La période du début de l’hiver, l’éclat des lumières, marrons et vin chaud ont sans doute favorisé le développement des attractions foraines de la foire Saint-Martin. Tous les témoignages indiquent que ses « baraques » étaient très courues. L’écrivain Victor Pavie, dans ses Œuvres choisies parues en 1887 un an après son décès, se remémore avec émotion les foires de son enfance, autour de 1818. C’était « la joie, l’étrange, l’inconnu, l’inusité de toutes parts » :

« Nos souvenirs se reportent de préférence vers la foire de la Saint-Martin, plus prestigieuse par l'éclat des lumières, par l'attrait des veillées en plein vent, fût-ce sous la nuée, et par l'agglomération plus intense de la population ramenée de la villégiature à ses quartiers d'hiver. [...] Quelle force irrésistible d’entraînement ! Ces familles de bateleurs, qui par les excentricités de leurs poses et la légèreté de leurs costumes, paraissaient moins tenir de la terre que de l’air, ces nains qui, du fond de leurs boîtes, passaient au dehors leurs menottes pour échantillon de leur personne, l’accent inimitable de ce polichinelle […] - Un Turc, mais un vrai Turc ! […] Et ce paillasse qui avalait de la filasse depuis une heure, le voilà qui maintenant vomit la flamme à pleine bouche. » (Oeuvres choisies, tome II, Paris, Perrin, 1887, p. 30-33)

Apparition des manèges

Sous le Second Empire, les Angevins profitent du Théâtre historique, du célèbre prestidigitateur Conus, de multiples spectacles de plein air. En 1879, la grande attraction est la Troupe japonaise dont la belle tente domine tout le Champ de Mars (place du Général-Leclerc). La part est belle pour les cirques ! Ce ne sont qu’acrobates, ménageries, singes et chiens savants, géants, nains, femmes torpilles, hommes poissons… sans compter les tirs, jeux d’adresse, de hasard, loteries, chemins de fer circulaires et manèges de chevaux de bois, dont on commence à parler dans les années 1870. Gustave Bayol se fait le grand artisan de leur développement à partir de ses ateliers angevins, créés en 1887. En 1901, pas moins de cinq manèges s’installent à Angers pour la foire Saint-Martin, en plus du cirque Plège, d’une ménagerie, de théâtres…

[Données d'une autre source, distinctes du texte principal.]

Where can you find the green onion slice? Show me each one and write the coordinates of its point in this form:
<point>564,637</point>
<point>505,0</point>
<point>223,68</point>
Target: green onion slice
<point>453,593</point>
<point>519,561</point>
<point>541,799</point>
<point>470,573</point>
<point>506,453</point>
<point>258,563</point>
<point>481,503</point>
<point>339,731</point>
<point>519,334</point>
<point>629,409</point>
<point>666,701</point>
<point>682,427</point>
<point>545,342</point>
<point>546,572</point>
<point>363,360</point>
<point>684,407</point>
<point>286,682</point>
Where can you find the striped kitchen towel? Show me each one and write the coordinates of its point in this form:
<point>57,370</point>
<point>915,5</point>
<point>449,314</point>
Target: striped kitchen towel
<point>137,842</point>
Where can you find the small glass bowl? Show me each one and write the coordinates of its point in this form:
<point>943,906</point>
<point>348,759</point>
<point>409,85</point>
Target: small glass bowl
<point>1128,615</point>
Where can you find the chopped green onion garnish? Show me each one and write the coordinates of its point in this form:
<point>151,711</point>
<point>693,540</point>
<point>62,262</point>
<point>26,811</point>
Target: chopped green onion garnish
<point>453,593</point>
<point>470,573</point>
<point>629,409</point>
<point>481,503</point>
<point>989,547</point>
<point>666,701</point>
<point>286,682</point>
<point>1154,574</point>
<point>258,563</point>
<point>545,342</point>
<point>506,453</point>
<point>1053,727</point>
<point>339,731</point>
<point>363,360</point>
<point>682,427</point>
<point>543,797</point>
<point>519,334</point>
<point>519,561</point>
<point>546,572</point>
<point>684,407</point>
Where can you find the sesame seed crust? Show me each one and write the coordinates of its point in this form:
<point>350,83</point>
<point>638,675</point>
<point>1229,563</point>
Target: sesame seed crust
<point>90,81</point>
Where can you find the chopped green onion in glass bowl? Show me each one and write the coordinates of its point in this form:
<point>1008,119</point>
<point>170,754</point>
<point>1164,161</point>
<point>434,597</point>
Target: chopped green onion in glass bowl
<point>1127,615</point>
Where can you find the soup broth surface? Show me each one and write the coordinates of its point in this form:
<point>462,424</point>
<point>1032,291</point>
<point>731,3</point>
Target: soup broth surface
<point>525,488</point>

Les foires suivent l’essor des nouvelles techniques : photographie, cinématographe. Elles deviennent si importantes que la question de leur emplacement au Champ de Mars se pose. Mais la foire Saint-Martin reste longtemps fidèle à son emplacement premier. C’est en 1964 seulement qu’elle est installée place La Rochefoucauld, où elle se trouve encore. La place du Général-Leclerc devenait décidément trop étroite et son occupation pendant près d’un mois constituait une entrave pour la circulation. Les forains apprennent cette décision avec une certaine amertume. « Le public se déplacera-t-il place La Rochefoucauld ? » Les premières années sont difficiles, la fréquentation est moindre. En 1965 même, les forains demandent à revenir place du Général-Leclerc, « la foire Saint-Martin ayant été un véritable désastre » (Le Courrier de l’Ouest, 27 décembre 1965). Mais, peu à peu, les habitudes se prennent, le public revient et le succès ne se dément plus. C’est aujourd’hui la deuxième plus grande foire foraine de l’Ouest.